QED and The X Creatures were less disreputable - in that having surrendered to the culture of spooky mystification, they did at least allow rationality to fight back. True, QED couldn't resist a bit of Carmina Burana for its introduction (including deliciously gruesome close-ups of uncharred legs sticking out of a sizeable scorch mark), but the programme itself established that the uncanny appearance of so-called spontaneous combustion cases arises out of entirely canny circumstances. In the right conditions, a clothed human body can turn itself into a slow-burn candle, the body fat rendering down to tallow and the charred clothes acting as a porous wick. There was grim evidence of this in film of a murder victim's corpse, still burning hours after the killer had set light to it. But the film also conducted an experiment with a pig carcass wrapped in a blanket, which demonstrated that the sheer duration of the fire would mean that bone would be consumed, too. Case closed, I would have thought, but for human beings's powers of spontaneous self-delusion.
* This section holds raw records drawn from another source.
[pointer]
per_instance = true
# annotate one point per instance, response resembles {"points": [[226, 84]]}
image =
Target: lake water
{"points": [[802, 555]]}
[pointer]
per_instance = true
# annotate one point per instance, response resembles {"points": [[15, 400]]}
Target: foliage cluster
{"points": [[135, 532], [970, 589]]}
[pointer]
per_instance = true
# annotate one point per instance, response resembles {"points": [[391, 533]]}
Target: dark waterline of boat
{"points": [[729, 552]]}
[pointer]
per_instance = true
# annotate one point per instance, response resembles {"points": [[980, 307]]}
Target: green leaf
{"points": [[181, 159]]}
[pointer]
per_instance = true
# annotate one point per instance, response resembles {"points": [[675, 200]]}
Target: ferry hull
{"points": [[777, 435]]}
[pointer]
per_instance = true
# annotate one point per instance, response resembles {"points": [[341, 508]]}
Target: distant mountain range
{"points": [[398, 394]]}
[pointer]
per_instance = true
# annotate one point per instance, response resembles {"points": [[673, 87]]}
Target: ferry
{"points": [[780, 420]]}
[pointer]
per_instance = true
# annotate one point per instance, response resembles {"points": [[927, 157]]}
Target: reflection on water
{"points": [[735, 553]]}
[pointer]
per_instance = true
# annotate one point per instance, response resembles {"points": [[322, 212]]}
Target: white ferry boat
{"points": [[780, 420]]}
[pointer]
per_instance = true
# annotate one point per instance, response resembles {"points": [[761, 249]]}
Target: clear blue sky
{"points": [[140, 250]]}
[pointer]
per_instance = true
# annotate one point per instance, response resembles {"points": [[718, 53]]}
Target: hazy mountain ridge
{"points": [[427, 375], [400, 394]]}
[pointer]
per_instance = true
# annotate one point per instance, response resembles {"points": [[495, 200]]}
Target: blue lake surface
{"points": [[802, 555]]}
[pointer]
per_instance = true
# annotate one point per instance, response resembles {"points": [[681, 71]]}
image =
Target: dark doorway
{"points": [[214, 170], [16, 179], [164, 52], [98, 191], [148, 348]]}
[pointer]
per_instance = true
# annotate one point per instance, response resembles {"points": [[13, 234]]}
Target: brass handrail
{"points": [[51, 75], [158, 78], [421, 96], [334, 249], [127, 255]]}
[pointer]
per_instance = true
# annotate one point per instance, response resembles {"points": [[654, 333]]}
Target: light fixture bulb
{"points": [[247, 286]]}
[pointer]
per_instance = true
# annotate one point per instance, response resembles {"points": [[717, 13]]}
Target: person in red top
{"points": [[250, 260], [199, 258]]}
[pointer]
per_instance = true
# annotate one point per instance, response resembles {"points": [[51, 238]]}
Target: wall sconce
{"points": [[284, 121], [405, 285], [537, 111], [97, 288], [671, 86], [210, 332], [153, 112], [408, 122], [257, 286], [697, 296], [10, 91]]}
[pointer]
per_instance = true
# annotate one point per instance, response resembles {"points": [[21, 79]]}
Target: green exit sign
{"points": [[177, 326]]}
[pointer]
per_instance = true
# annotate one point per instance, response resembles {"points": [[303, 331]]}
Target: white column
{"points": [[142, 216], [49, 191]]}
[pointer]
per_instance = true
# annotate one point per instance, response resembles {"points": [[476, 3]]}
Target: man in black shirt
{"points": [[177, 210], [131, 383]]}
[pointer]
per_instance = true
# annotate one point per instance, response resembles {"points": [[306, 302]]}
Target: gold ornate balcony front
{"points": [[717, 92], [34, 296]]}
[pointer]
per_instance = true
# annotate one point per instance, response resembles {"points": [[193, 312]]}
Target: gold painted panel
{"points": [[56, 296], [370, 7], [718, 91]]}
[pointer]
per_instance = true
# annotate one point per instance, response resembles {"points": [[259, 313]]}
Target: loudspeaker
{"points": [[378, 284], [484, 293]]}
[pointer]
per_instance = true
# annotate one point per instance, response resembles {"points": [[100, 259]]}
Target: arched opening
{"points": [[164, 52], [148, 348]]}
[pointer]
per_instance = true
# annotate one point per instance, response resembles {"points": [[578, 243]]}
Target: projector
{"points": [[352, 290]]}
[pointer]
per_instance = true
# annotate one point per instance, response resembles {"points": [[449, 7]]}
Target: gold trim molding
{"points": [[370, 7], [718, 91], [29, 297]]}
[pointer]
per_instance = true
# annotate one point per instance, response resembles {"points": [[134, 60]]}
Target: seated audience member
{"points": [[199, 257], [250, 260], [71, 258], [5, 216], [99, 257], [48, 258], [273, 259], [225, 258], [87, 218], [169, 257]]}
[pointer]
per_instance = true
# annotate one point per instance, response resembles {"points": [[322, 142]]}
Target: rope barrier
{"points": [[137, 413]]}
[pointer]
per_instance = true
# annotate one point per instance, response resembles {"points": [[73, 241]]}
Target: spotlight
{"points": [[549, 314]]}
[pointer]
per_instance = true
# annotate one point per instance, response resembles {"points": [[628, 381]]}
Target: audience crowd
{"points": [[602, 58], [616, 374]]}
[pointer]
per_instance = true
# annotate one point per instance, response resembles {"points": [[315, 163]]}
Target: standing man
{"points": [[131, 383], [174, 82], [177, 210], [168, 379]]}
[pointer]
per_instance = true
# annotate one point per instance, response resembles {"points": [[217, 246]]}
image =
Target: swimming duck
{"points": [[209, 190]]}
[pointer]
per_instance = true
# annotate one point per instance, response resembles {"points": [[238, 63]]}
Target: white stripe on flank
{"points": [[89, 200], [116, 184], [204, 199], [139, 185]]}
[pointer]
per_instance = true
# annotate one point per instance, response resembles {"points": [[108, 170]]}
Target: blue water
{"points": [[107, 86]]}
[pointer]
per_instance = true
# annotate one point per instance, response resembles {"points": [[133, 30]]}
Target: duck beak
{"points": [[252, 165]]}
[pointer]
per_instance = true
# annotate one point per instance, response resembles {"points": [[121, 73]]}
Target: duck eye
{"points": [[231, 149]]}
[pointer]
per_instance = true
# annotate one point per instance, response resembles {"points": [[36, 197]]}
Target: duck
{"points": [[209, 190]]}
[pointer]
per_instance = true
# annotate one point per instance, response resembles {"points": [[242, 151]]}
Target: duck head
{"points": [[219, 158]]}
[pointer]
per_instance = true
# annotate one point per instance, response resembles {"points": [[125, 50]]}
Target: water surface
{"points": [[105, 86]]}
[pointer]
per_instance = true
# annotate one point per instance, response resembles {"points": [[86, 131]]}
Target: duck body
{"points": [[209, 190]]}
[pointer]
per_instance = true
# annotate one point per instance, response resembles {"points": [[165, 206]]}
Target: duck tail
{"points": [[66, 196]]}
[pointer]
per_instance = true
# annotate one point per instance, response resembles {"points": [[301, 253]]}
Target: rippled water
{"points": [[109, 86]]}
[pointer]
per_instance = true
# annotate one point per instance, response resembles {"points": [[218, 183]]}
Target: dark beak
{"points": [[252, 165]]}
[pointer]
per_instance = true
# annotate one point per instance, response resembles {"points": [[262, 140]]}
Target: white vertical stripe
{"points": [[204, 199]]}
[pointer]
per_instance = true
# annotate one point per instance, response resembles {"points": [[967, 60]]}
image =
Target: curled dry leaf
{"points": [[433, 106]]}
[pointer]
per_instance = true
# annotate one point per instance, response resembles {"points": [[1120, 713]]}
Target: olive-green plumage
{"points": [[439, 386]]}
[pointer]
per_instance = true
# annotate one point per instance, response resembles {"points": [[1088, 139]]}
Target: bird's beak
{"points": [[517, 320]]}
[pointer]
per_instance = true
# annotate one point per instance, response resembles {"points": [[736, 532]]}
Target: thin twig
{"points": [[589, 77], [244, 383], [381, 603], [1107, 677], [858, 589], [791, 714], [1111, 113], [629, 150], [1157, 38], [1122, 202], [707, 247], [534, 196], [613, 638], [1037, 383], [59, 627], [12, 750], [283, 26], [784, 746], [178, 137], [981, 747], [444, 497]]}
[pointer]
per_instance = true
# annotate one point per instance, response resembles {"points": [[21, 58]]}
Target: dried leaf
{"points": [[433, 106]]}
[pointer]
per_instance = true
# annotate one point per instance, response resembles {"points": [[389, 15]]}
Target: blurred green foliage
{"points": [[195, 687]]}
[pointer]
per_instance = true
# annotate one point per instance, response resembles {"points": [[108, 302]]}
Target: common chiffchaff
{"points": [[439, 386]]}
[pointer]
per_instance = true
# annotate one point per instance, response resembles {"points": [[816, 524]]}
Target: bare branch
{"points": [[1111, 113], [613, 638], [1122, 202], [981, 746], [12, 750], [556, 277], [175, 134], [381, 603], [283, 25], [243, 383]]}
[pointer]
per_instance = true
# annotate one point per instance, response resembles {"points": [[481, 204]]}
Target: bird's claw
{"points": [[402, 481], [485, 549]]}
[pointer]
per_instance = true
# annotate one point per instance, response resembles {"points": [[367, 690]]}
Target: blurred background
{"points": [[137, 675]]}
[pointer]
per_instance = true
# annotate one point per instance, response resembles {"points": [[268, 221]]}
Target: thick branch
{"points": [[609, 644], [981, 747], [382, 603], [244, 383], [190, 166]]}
In a similar vein, Chris Packham's film about yetis relished the opportunity for horror-movie reconstructions of events, which, by its own lights, probably never happened. They had even taken a yeti suit to the Himalayas in order to secure some exciting shots of this imaginary beast stalking the icy ridges. But what followed demystified the subject in perfectly respectable ways. Having broadly dismissed the Himalayan yeti as a combination of high-altitude hallucination and folk memory of some Pleistocene animal, Packham turned to reports of a bipedal ape in Sumatra, a case history which offered a crisp and accessible education in the rational analysis of probability. In the end, The X Creatures didn't shirk its responsibilities as natural history, but it's still possible to feel a little melancholy, to say the least, about the fact that the easiest way to get serious science on air these days is by disguising it as a carnival freak show.